Think twice before you rake
While cleaning your yard remember the leaves that fall are food for the plants. Use a mulching mower to chop up the ones on the lawn. They will finish disintegrating over the winter. Under bushes and around perennial beds, fallen leaves serve as a winter mulch and a home for many beneficial insects like butterfly caterpillar so please don’t chop them and leave them be.
Freshen your containers
It has been a tough summer for plants in containers. The unrelenting heat and the regular dousing with chlorinated tap water (in place of the non-existent rain) is not conducive to a long happy life for your annuals. It’s too early to use cut evergreens, so consider putting in some transitional plantings such as the multi-colored kale, perennial grasses and heuchera. Avoid using mums. They aren’t a good choice if you like to keep the season going until Thanksgiving because the flowers will die long before that.
Divide and multiply
September and October are great months to dig and divide overgrown perennials that bloom early. Creeping phlox, oriental poppies, foxglove, delphinium and iris are all candidates. You can also dig and divide later blooming plants such as hostas and many ground covers. Spread them around your property, share them with friends or pot them up for your garden club’s spring plant sale. They will be healthier and look better if you don’t wait until spring.
Benign neglect for your lawn
The summer heat and water bans have been tough on everyone’s lawns, but don’t try to rehab them this autumn unless Mother Nature suddenly provides us with lots of rain and the watering bans are ended. Apart from pulling crabgrass and other obvious weeds before they set seed, leave your lawn be. Grass is a hardy, cool-weather perennial, and there are steps you can take later this autumn and next spring to enhance your lawn.
Spring bulbs? Not yet, but soon
Wait until the soil temperature has dropped to 55 to 60 degrees several inches below the surface to plant spring bulbs. This usually occurs after several weeks of nighttime temperatures in the low 50’s. Putting bulbs into warmer soil may cause them to begin growing tops (which is bad) when they should be growing only roots to support the flowers next spring. Now is also a good time to dig up any bulbs that have been in for a few years. You’ll likely find they’ve multiplied and are now crowded (yeah! free bulbs) and need to be thinned; or have been attacked by moles, voles and other varmints and need to be replaced. Add lime over old and new bulbs now, but fertilize only after they are in bloom in the spring.
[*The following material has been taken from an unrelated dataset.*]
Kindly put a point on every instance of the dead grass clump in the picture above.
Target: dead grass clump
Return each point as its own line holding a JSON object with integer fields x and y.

Save annual seeds for planting in the spring: annual poppies, nicotiania, larkspur, butterfly weed, verbena bonariensis, milkweed, etc. . or leave seed heads of self seeding annuals in place to have seedlings emerge next spring. Leave seedheads of plants that are attractive to birds: coneflowers, blackeyed susans, sunflowers.
Take cutting of coleus, petunias, fuchias and geraninus and others to grow inside in a sunny window or under lights this winter.
Transplant and/or divide peonies and daylilies now so that they will have time for roots to develop before the ground freezes.
Do not prune spring blooming shrubs now as their flower buds have already formed.
Leave broccoli, spinach and kale in the garden to harvest on past the first frost.